Tre colpi alla porta interruppero la mia visione, per l'ennesima volta, di Arlo con Nathan. L'unica cosa che trovavo positiva in quella situazione era il tempo che potevo passare con lui. Come ai vecchi tempi, appunto. Lui ne sembrava altrettanto entusiasta, anche se non capiva ancora come mai non potessi giocare con lui come lui voleva e provavo a spiegargli che era perché dentro la mia pancia c'era la sua sorellina, ma lui non sembrava molto felice della spiegazione, si limitava a dire, allora, che doveva sbrigarsi ad uscire, così noi potevamo di nuovo giocare insieme come avevamo sempre fatto. Lo diceva così serio che mi strappava sempre una risata, però gli dicevo che non dovevamo avere fretta, perché la sua sorellina aveva bisogno di tempo per crescere e stare bene, ma lui comunque non era molto convinto.

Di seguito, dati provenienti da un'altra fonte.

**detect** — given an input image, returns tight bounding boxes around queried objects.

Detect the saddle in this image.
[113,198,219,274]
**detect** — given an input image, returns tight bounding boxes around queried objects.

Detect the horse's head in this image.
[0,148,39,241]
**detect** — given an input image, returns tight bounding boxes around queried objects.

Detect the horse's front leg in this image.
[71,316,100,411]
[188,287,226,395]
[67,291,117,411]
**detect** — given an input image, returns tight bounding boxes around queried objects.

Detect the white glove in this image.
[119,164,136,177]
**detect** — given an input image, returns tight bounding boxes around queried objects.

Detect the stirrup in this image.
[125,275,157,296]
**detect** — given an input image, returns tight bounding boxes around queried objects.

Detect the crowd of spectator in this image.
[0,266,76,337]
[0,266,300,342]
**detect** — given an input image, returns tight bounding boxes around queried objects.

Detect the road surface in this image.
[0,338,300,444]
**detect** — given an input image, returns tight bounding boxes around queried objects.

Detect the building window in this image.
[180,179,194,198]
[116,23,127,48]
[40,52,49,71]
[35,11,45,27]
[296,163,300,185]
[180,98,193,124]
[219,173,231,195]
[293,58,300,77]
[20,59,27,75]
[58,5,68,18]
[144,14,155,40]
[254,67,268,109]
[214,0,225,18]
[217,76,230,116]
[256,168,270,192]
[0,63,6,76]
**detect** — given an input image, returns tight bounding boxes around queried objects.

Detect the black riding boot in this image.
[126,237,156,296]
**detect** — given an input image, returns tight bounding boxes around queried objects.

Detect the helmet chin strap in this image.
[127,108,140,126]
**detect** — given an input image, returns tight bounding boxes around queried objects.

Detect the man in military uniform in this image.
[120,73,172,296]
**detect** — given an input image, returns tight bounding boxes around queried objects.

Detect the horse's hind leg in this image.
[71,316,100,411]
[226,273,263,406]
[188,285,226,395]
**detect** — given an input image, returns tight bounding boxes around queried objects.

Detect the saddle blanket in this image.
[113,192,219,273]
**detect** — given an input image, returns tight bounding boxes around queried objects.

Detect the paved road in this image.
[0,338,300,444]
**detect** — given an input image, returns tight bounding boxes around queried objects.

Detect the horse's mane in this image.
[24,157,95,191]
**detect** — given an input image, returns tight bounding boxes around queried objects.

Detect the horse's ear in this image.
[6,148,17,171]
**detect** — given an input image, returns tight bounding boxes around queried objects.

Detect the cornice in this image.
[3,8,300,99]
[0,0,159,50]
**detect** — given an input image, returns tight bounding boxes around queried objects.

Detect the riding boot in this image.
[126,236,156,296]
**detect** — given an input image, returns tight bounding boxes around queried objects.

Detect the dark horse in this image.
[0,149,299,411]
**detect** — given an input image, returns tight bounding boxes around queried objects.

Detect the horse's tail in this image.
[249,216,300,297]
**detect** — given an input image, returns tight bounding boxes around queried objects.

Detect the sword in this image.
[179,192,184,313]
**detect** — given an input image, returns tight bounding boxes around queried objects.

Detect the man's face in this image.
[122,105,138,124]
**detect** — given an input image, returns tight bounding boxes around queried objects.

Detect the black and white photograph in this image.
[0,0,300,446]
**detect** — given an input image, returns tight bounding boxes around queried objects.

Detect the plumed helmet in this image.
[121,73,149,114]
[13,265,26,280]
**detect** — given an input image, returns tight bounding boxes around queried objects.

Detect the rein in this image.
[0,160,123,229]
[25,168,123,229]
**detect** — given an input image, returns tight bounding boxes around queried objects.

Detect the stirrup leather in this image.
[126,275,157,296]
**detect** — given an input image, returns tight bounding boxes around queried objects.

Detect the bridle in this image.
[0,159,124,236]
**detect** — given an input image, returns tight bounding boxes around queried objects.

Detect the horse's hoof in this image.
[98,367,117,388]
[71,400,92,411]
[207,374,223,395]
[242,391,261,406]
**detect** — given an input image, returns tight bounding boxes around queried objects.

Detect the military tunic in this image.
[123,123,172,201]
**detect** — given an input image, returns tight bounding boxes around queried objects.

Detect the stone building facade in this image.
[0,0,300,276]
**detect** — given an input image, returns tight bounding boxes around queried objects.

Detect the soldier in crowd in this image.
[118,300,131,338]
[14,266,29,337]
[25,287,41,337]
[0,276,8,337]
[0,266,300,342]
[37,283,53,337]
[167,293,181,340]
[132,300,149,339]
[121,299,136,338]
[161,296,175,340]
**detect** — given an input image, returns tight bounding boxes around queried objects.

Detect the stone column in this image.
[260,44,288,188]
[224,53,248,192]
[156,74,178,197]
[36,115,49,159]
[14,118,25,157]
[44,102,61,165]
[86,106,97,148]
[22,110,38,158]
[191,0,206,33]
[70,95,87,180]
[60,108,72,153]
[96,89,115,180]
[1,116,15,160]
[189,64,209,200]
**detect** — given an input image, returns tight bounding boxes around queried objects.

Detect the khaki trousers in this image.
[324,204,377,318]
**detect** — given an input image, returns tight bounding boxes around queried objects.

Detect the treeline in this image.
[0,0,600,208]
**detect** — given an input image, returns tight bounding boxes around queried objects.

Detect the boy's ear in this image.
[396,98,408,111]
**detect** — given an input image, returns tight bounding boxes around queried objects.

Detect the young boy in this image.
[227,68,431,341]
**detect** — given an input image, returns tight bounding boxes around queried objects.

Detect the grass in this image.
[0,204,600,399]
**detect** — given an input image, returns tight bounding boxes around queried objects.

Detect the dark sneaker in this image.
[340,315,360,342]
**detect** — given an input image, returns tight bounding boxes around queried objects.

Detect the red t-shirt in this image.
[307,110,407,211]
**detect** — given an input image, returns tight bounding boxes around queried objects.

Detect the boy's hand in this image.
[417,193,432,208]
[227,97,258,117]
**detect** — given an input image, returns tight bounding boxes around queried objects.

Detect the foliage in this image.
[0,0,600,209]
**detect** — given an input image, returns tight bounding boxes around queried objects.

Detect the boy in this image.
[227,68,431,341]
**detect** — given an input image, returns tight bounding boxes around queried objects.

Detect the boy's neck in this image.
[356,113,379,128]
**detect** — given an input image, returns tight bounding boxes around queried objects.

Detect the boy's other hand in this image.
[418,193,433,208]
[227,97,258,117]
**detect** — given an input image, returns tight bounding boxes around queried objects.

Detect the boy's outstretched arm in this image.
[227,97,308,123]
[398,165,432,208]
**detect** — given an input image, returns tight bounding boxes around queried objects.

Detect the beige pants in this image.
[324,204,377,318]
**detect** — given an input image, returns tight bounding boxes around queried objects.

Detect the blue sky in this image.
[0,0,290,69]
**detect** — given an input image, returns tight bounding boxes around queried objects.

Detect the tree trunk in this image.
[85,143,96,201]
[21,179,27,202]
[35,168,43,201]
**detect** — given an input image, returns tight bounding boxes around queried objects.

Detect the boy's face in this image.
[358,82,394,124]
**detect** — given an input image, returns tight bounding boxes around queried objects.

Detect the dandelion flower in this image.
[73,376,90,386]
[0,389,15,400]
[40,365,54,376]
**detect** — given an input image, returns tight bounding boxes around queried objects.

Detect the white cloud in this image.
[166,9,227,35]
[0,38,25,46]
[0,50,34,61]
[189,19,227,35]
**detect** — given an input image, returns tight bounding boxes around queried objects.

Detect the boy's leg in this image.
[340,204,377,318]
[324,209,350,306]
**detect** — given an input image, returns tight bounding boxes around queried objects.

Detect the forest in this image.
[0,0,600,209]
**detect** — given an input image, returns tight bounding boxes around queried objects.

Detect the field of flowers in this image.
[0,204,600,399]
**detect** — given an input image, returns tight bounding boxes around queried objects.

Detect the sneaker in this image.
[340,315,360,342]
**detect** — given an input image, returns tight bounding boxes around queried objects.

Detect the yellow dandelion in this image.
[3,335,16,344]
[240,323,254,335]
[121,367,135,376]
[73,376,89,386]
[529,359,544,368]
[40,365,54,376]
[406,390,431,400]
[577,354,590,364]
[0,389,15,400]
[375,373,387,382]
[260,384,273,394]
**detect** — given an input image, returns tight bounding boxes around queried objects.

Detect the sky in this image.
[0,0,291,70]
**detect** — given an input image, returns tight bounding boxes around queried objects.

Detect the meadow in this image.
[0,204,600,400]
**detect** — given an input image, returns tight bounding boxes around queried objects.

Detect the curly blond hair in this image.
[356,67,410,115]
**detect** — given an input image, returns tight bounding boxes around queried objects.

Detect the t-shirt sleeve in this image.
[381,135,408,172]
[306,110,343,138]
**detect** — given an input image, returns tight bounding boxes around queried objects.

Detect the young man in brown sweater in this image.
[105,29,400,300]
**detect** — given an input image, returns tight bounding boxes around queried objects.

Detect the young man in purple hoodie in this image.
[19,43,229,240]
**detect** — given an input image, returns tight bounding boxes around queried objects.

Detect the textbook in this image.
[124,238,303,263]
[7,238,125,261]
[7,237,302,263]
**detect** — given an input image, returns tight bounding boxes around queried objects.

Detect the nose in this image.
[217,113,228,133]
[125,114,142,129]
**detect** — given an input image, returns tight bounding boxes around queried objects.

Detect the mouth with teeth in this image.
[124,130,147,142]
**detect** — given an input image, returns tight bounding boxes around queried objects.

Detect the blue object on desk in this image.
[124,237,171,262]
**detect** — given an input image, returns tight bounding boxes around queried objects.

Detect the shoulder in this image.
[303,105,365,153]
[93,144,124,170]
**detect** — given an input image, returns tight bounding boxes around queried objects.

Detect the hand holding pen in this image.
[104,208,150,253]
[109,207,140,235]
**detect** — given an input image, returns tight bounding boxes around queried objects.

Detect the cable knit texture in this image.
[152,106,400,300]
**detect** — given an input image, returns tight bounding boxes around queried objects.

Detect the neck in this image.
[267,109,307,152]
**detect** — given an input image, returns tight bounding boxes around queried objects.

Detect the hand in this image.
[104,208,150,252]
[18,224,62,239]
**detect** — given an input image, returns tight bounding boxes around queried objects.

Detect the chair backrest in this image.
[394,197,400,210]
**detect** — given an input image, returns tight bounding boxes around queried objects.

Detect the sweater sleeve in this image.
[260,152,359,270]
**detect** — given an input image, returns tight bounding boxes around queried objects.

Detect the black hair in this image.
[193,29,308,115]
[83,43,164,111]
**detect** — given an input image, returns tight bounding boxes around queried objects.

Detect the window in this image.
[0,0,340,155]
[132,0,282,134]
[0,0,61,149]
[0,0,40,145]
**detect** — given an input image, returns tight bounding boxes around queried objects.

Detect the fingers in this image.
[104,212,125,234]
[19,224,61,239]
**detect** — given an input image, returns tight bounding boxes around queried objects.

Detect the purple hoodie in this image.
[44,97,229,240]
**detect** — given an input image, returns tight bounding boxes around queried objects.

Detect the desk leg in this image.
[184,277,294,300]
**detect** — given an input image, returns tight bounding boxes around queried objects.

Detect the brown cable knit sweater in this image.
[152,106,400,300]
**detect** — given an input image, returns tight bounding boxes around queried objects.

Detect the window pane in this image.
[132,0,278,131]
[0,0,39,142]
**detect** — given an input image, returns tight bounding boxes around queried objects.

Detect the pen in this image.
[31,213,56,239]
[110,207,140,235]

Lo lasciai sul divano davanti alla tv mentre continuava a seguire le avventure del dinosauro e del suo amico ed andai ad aprire alla porta.
- Shalom Ziva...
- Ciao Davi, come mai sei qui a quest'ora? - Gli chiesi senza nascondere un certo fastidio poi gli lasciai spazio e lui spinse la sua carrozzina dentro casa.
- Dove possiamo parlare? - Non sembrava particolarmente preoccupato, ma di certo era serio. Guardai Nathan preso dalla tv e gli dissi di seguirmi in cucina.
Mi appoggiai al tavolo osservandolo dall'alto in basso. Non volevo metterlo a disagio ma non riuscivo a stare seduta a conversare come se nulla fosse, la sua non era una visita di cortesia e sicuramente doveva comunicarmi qualcosa di importante.
- Abbiamo catturato Rivkin due giorni fa.
La notizia doveva essere rassicurante, ma il suo sguardo diceva altro.
- Perché me lo dici solo adesso?
- Perché non tutto è andato come doveva. - Davi muoveva nervosamente le mani lungo le ruote della sua sedia e guardava verso il basso. Era a disagio, era palese.
- Cosa vuol dire questo Davi? Cosa è successo?
- Quando il governo ha saputo della sua cattura lo ha preso in custodia.
- Da quando il Mossad si fa sfilare prigionieri dalle mani? - Chiesi sarcastica
- Da quando è il Capo di Stato Maggiore Generale che lo chiede. Hanno fatto un accordo. Rivkin gli ha dato i nomi delle organizzazioni che stava aiutando con la compravendita delle armi ed in cambio lo hanno lasciato libero.
- Come fanno a sapere che non mentiva?
- Perché ieri mattina due gruppi speciali hanno seguito le sue indicazioni ed hanno annientato due gruppi che stavano progettando degli attentati contro Israele. Hanno ritenuto le sue informazioni valide. Abbiamo le mani legate Ziva. Non possiamo fare altro contro di lui a meno che non farà un'altra mossa. Sai questo cosa significa, vero?
- Che non ha più senso che io stia qui.
- No, che qui sei al sicuro. Perché Rivkin è già tornato negli USA.
- Allora lo seguirò. Non posso vivere così per sempre, prigioniera nel mio paese, senza sapere cosa ne è di mio marito. Organizza per il mio ritorno a Washington Davi, almeno questo lo puoi fare?
- Certo, Ziva, ma ne sei sicura?
- Sicurissima.
- Come vuoi. Dammi un paio di giorni.